As btcd nears completion we decided to have at least one round of deslugging because we were much slower then bitcoind during chain download. Let me clarify that term for the ones that don’t know what that means. Deslugging is the art of measuring (or profiling) run times of individual functions, determining which ones are slugs and which ones could be optimized. Armed with that data one attacks said functions to see if there are some less then optimal algorithms. Surprisingly enough, this is often the case. An industry truism is “measuring is knowing” and attacking functions based on gut feeling often does not yield satisfying results. As always with these exercises, some things work and some don’t. Throughout this blog I’d like to walk our readers through some optimizations that succeeded, and one, objectively, failed attempt.
At first we created a profile of every single function during the initial block download. We found some very surprising results, there were 10 or so functions that were not expected at all to show up in the results and the kicker for this blog, database compacting and transaction lookups use a whopping 45% of the total runtime.
Since IO use was so high we decided to attack it. The idea was, let’s use a flat file database for transactions since appends are essentially free however at the cost of longer lookups and more complex code. The outcome wasn’t certain and we had some pretty vociferous debates. Opinions ranged from “50-60% improvement” to “it probably is a wash”. Despite having an uncertain outcome we decided to go ahead and do the experiment. The potential reward outweighed the development cost.
The proof of concept of this code was implemented over a couple of days and testing began. Initial tests were not very encouraging because we only saw a raw speedup of 10-15%. As expected lookups were not significantly faster either. Unfortunately in the available time we did not get the answer to two questions. Namely, what is the true performance impact of spinning disk vs memory/SSD and why is bitcoind faster than btcd on slower hardware. With these results in hand we had to make a decision. Are we moving forward with this code or shelve it until a later time. The decision was made to, for now, abandon the effort and concentrate on other things.
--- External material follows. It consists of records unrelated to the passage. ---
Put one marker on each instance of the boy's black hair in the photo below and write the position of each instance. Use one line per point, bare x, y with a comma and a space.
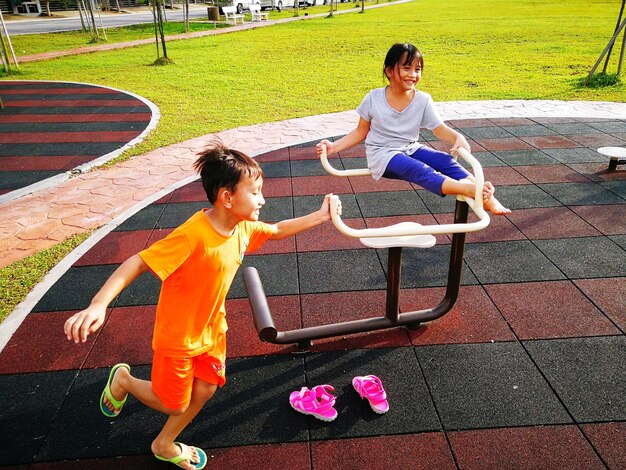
403, 53
222, 167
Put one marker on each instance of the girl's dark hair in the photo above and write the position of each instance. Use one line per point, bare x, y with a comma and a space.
403, 54
222, 167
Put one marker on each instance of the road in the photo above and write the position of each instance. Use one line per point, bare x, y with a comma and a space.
51, 25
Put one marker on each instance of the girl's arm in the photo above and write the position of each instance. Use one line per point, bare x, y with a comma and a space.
289, 227
81, 324
452, 137
352, 138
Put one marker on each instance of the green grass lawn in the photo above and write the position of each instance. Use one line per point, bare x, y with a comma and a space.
474, 50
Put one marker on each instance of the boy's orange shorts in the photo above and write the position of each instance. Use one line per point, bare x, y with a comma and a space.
172, 377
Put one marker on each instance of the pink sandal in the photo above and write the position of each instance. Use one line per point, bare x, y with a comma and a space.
316, 402
371, 388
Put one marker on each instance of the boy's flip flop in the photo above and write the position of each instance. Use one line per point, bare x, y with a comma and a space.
185, 455
118, 404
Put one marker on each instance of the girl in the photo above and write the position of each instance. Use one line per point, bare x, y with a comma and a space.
390, 121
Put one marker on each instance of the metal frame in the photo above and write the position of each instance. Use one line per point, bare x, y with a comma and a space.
264, 322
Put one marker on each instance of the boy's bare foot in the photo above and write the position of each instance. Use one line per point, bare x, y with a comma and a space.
116, 388
494, 206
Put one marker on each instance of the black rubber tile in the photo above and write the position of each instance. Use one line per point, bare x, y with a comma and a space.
513, 261
145, 219
428, 267
277, 209
581, 194
411, 409
488, 385
253, 407
390, 203
276, 169
75, 289
587, 257
30, 404
278, 273
304, 205
174, 214
588, 374
80, 430
525, 196
311, 167
525, 157
575, 155
334, 271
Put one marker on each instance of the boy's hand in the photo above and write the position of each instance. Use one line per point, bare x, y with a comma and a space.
329, 147
83, 323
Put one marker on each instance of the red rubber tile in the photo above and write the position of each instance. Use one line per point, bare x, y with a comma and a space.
410, 451
551, 222
312, 185
242, 339
608, 439
551, 174
546, 447
608, 219
115, 247
609, 295
126, 337
537, 310
473, 319
40, 345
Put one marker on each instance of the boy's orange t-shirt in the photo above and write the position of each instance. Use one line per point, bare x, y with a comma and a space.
197, 266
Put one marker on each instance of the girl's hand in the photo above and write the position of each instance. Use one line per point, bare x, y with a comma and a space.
329, 147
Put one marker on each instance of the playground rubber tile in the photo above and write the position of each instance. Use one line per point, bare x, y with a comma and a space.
542, 310
311, 185
525, 157
607, 438
514, 261
525, 196
412, 410
242, 338
552, 174
416, 451
253, 407
551, 222
428, 267
500, 144
278, 273
35, 400
500, 229
609, 295
575, 155
125, 337
588, 374
337, 271
530, 447
75, 289
609, 219
473, 319
115, 248
580, 258
40, 345
367, 184
488, 385
582, 194
277, 187
327, 238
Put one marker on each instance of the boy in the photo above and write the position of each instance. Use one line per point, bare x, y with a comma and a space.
196, 264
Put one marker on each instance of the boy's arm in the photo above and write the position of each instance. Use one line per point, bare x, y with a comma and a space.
81, 324
289, 227
355, 136
452, 137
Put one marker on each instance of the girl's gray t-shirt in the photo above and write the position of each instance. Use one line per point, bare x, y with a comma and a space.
392, 132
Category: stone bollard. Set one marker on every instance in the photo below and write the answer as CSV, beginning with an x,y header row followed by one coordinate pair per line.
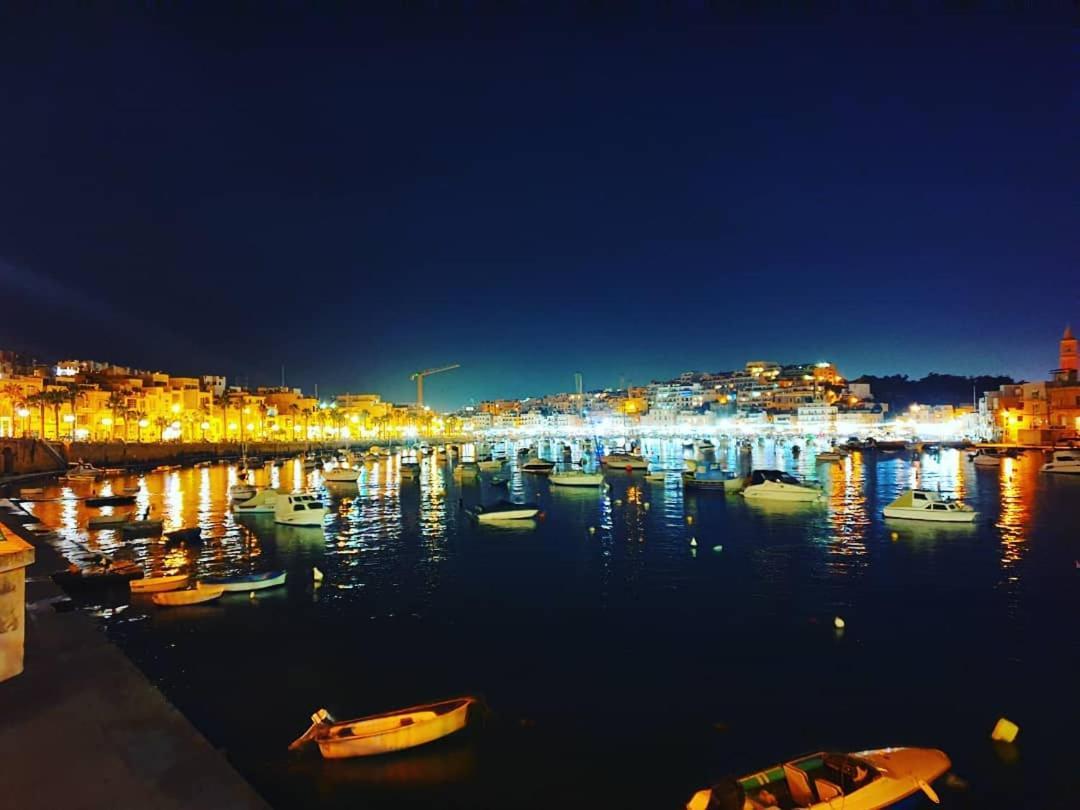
x,y
15,555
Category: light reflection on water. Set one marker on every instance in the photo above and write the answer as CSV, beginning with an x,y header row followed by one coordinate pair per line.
x,y
406,569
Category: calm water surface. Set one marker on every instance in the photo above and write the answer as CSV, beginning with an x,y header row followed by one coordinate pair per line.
x,y
622,665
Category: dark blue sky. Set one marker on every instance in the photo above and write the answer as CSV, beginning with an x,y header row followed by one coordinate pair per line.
x,y
628,194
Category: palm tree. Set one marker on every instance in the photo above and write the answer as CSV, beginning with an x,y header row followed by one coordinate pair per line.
x,y
14,395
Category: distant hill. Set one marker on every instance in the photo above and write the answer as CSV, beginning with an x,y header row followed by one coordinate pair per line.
x,y
934,389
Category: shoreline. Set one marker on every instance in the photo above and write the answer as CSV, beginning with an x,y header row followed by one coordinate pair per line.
x,y
82,725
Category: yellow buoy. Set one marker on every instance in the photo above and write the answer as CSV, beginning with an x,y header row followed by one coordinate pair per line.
x,y
1004,730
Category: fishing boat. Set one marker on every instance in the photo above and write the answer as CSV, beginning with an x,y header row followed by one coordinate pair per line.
x,y
241,491
988,457
196,595
110,500
628,461
923,504
505,511
1064,462
190,535
262,502
710,475
383,733
866,780
538,466
100,576
341,475
247,581
104,522
158,584
576,478
143,527
299,510
81,470
778,485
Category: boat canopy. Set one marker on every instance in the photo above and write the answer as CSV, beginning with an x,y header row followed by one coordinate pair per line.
x,y
778,476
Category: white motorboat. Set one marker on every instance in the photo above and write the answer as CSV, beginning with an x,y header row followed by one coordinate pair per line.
x,y
925,504
242,491
781,486
1064,462
539,466
299,510
262,502
626,461
865,780
505,511
576,478
341,475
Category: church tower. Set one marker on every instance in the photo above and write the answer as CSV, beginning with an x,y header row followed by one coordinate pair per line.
x,y
1068,361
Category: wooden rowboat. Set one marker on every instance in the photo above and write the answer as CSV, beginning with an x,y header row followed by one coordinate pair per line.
x,y
382,733
194,595
158,584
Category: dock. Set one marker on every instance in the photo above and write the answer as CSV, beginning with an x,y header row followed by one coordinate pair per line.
x,y
82,727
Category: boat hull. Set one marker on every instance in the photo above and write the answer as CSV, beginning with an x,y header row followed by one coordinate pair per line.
x,y
256,582
929,515
158,584
422,727
196,595
584,480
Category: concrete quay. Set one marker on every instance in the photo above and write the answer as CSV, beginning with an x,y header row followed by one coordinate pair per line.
x,y
82,728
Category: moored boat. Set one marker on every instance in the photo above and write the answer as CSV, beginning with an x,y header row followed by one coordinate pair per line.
x,y
247,581
866,780
576,478
104,522
505,511
194,595
382,733
299,510
923,504
538,466
626,461
778,485
158,584
341,475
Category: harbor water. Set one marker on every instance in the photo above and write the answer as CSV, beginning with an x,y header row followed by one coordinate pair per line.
x,y
633,645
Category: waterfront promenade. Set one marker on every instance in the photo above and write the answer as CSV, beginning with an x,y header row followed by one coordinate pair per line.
x,y
83,728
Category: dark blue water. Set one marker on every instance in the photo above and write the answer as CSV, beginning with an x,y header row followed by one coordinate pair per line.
x,y
625,666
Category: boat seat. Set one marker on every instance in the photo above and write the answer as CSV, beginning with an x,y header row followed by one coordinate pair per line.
x,y
826,790
798,783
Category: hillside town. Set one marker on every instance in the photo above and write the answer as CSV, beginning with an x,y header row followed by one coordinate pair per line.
x,y
78,401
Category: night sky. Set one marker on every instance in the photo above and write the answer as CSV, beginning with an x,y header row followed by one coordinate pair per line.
x,y
530,193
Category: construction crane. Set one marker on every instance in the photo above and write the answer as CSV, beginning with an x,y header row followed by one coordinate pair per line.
x,y
418,376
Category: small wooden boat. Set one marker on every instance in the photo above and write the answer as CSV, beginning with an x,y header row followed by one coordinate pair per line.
x,y
866,780
104,522
505,511
158,584
110,500
383,733
102,576
194,595
247,581
191,535
146,527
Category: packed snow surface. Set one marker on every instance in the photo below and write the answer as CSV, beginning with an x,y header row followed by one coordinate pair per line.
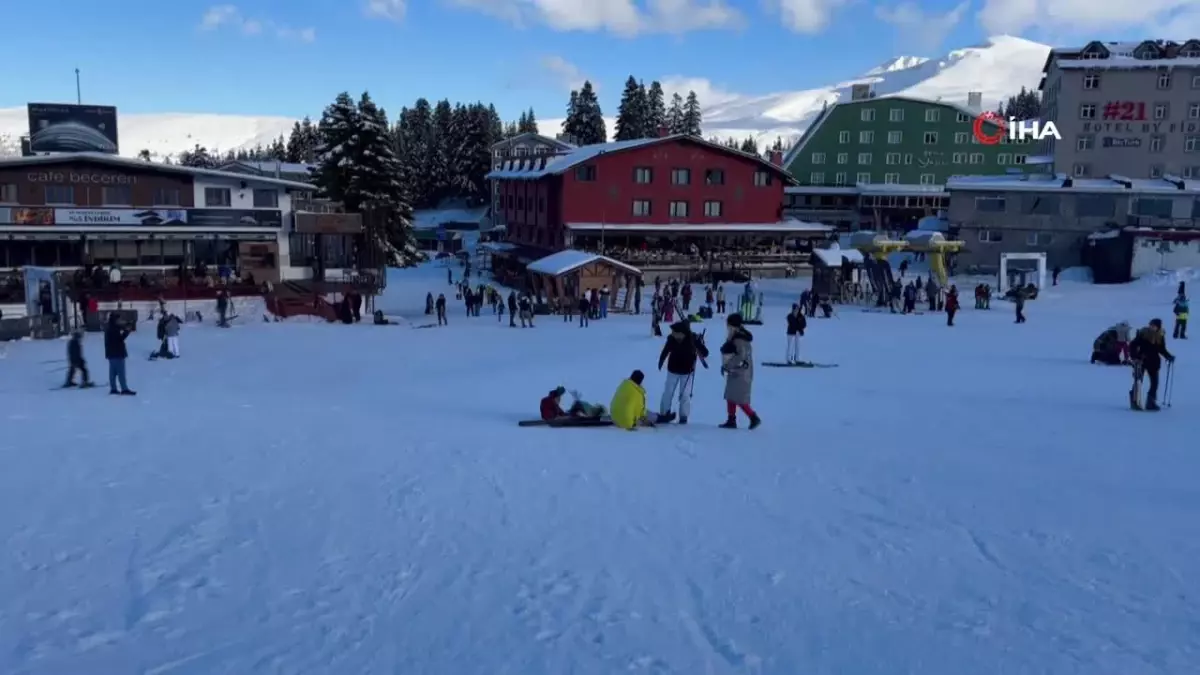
x,y
340,500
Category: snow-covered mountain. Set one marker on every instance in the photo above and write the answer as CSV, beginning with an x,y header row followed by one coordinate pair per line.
x,y
997,69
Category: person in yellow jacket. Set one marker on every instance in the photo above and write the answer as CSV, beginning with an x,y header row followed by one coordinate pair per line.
x,y
628,408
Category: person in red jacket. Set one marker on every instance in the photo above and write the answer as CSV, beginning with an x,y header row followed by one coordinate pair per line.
x,y
952,304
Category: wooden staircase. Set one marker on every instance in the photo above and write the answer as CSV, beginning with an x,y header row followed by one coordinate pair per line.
x,y
289,299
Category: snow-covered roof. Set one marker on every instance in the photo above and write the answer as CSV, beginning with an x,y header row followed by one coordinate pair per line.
x,y
795,226
565,261
433,219
540,166
821,119
1033,183
133,163
833,257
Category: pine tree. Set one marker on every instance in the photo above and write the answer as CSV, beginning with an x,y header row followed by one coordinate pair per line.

So with so much raw potential, why did we abandon this effort? The answer to that is multi pronged. Let me enumerate the major decision bullets:
- Writing the missing bits to harden this code is complex and time consuming. Making this code production ready would push back the feature complete date.
- The apparent speedup was relatively low on the expectation scale.
- Lookups are more expensive, however can result in less disk I/O.
- Dealing with corrupt journals/flat-file/database is not only complex it has the potential of a very negative user experience. If corruption of any sort is detected then the database components must be validated, this is inherent to the its size a very long operation.
- There were/are more optimizations possible before we need to reassess the performance profile of btcd.
We went ahead and deslugged a bunch of functions and we got some pretty substantial gains. We found functions where something as simple as generating unneeded garbage collection caused orders of magnitude of unneeded runtime to more elaborate fixes that required rethinking the algorithm. In total we shaved off about 3.5 hours out of 8 during the initial block download, up to the checkpoint, which brought us roughly on par with bitcoind. After the checkpoint btcd is much slower due to not having optimized crypto functionality. We will get to that once we reach feature parity. Once crypto optimizations are complete we will run a new round of profiling to see what needs to be deslugged.
What has not been mentioned throughout this blog is how incredibly useful and simple the Go profiling tools are. It goes without saying that the tools are what made deslugging possible in the first place. Even though most languages have profiling tools they are usually an afterthought and require gymnastics to get to work. As with just about anything Go profiling “just works” and requires almost no work on the part of the user. Go proves again to be substantially better than other languages when it comes to shortening development cycles because useful tools are integrated into the development environment.